Echándose una capa sobre los hombros, Joram se acercó a la ventana y empezó a golpear los barrotes impaciente. El grupo de centinelas que había en la calle se volvió bruscamente; uno de ellos, tras dialogar durante un momento con los otros, se acercó a la celda, hizo girar la llave y la abrió de golpe.
—¿Qué quieres? —gruñó el centinela.
—Se supone que debería estar trabajando —respondió Joram, de malhumor—. Son órdenes de Blachloch.
—¿Órdenes de Blachloch? —El centinela arrugó el ceño—. No hemos recibido órdenes de… —empezó a decir; pero se detuvo, mordiéndose la lengua y tragándose con un esfuerzo lo que iba a decir—. ¡Vuelve a la celda!
—Muy bien —Joram se encogió de hombros—. Encárgate tú de decirle al Señor de la Guerra por qué no estoy en la herrería cuando están trabajando horas extras para fabricar armas para Sharakan.
—¿Qué sucede? —Otro soldado se acercó a ellos.
Saryon se dio cuenta de que todos los centinelas parecían nerviosos e inquietos. Sus miradas pasaban continuamente de unos a otros, a la gente que estaba en la calle y a la mansión de Blachloch en la colina.
—Dice que se supone que debería estar en la herrería. Órdenes.
El centinela señaló con un dedo en dirección a la casa.
—Entonces llévalo —dijo el otro centinela.
—Pero ayer nos dijeron que los mantuviéramos encerrados. Y Blachloch no ha…
—He dicho que lo lleves —gruñó el centinela, dirigiendo una mirada significativa a su compañero.
—Vamos, pues —le dijo el hombre a Joram, dándole un violento empujón.

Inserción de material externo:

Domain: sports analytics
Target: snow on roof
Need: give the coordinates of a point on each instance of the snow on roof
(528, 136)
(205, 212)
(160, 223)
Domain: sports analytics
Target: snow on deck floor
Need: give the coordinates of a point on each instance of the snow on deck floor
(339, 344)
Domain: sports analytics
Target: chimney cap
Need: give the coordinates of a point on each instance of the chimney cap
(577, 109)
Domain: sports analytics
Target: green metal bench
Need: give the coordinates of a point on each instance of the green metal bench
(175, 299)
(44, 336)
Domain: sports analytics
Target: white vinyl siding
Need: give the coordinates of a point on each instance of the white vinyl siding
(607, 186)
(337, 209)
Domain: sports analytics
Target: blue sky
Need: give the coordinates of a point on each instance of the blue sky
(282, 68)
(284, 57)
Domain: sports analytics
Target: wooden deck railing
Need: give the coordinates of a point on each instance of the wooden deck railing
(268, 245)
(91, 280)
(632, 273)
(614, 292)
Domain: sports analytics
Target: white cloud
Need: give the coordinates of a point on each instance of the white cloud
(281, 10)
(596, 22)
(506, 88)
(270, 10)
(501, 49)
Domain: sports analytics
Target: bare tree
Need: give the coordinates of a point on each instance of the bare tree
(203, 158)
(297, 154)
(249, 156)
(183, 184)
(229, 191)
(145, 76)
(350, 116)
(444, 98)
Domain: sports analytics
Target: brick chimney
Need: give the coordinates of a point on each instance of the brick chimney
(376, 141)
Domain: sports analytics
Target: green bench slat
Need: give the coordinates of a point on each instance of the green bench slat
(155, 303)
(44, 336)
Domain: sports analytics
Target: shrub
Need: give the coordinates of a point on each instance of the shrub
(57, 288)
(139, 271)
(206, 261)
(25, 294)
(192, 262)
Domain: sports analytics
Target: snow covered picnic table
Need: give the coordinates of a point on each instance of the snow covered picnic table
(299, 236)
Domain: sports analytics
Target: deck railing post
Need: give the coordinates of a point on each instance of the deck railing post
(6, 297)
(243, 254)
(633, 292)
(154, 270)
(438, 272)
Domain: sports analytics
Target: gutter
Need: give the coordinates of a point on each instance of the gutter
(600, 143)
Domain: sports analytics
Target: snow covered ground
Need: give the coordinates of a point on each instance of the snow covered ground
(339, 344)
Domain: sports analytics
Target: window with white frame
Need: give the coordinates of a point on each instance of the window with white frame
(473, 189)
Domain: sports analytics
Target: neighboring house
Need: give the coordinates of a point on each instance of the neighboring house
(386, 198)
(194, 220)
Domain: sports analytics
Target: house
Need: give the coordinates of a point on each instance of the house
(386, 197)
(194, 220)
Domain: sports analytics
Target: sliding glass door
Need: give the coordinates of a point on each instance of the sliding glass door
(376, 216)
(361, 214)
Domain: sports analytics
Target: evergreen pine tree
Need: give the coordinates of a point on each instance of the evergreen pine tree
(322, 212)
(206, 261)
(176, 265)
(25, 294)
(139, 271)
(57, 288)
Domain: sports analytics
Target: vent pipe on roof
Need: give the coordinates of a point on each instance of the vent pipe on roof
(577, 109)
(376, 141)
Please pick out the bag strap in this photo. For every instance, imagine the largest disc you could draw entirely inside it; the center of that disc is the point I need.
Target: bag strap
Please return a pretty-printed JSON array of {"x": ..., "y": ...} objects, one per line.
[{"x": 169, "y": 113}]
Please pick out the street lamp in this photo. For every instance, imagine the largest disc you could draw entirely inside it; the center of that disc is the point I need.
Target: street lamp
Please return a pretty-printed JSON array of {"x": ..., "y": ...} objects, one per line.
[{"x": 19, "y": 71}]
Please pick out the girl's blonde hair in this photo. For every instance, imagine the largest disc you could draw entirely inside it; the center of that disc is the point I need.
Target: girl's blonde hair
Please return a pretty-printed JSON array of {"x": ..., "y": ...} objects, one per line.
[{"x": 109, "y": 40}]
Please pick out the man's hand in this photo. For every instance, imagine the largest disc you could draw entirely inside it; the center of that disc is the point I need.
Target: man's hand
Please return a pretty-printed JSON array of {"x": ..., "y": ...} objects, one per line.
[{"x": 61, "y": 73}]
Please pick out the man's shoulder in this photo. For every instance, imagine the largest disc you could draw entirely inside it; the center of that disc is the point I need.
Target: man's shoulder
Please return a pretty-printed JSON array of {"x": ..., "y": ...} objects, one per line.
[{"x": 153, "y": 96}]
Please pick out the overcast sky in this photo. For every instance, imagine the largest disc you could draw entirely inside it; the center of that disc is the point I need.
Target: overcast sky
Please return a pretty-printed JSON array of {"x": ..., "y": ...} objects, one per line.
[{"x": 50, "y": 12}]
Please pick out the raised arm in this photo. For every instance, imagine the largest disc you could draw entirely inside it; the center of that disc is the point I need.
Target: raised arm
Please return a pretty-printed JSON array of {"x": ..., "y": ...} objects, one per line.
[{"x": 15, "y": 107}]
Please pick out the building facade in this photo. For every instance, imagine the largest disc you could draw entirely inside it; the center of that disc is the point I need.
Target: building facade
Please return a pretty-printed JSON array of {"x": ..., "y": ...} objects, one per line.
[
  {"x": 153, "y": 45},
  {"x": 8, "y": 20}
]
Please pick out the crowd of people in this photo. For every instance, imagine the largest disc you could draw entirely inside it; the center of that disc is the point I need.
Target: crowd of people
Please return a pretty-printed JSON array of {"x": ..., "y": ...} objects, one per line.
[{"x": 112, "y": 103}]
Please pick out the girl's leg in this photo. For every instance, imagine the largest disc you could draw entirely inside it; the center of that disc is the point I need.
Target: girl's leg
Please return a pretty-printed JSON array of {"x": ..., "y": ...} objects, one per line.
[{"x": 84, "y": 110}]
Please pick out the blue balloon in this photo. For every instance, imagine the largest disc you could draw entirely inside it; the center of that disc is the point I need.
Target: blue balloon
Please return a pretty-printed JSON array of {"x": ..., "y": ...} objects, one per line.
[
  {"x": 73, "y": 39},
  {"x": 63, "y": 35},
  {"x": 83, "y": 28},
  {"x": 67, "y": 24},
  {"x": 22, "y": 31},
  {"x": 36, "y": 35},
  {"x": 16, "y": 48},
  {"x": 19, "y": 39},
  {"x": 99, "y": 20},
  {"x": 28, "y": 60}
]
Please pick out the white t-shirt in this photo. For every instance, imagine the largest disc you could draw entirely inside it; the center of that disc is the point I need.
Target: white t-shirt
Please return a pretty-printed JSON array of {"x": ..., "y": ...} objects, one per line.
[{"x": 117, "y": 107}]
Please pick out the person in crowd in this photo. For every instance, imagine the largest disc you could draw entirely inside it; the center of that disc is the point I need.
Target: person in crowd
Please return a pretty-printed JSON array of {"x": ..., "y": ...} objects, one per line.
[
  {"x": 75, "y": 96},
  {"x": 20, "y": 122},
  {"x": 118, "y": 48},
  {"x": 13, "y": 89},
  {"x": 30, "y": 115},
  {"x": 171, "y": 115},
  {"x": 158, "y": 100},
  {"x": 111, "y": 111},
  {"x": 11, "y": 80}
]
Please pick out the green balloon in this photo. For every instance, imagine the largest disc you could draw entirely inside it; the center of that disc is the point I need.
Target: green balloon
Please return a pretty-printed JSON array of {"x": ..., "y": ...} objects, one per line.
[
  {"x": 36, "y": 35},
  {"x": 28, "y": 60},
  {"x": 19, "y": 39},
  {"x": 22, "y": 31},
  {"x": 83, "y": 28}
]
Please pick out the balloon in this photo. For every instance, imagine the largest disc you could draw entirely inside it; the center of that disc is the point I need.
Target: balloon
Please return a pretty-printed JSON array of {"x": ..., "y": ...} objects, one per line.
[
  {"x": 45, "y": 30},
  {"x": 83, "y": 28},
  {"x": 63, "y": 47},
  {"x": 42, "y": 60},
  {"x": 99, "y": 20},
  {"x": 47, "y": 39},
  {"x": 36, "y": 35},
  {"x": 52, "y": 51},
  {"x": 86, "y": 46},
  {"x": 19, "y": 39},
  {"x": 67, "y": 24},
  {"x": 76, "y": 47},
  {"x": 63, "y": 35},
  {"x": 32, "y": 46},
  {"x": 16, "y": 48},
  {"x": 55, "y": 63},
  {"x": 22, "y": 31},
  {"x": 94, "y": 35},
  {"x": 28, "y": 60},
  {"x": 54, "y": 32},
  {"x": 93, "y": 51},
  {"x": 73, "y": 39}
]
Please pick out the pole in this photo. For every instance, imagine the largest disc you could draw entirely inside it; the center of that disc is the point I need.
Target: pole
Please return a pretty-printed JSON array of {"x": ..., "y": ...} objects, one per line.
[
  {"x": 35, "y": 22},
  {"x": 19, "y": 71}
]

Saryon se quedó observando mientras Joram y el centinela recorrían las calles. El nerviosismo de los centinelas se había extendido a la población. El catalista vio cómo gentes que iban camino de su trabajo lanzaban torvas miradas a los hombres de Blachloch, quienes las devolvían a su vez. Mujeres que deberían estar en el mercado o lavando la ropa en el río atisbaban desde detrás de las ventanas, mientras que los niños que intentaban salir al exterior a jugar eran metidos de nuevo en el interior de las casas. ¿Conocían los Hechiceros la desaparición de Blachloch o era una simple reacción ante el nerviosismo que demostraban los hombres del Señor de la Guerra? Saryon no podía adivinarlo y no se atrevía a preguntar.
El catalista, con el cerebro paralizado por el agotamiento y el miedo, se dejó caer en una desvencijada silla y apoyó la cabeza en una mano. Una voz le hizo sobresaltarse. Era Simkin, que aparentemente estaba jugando una partida de tarot en sueños.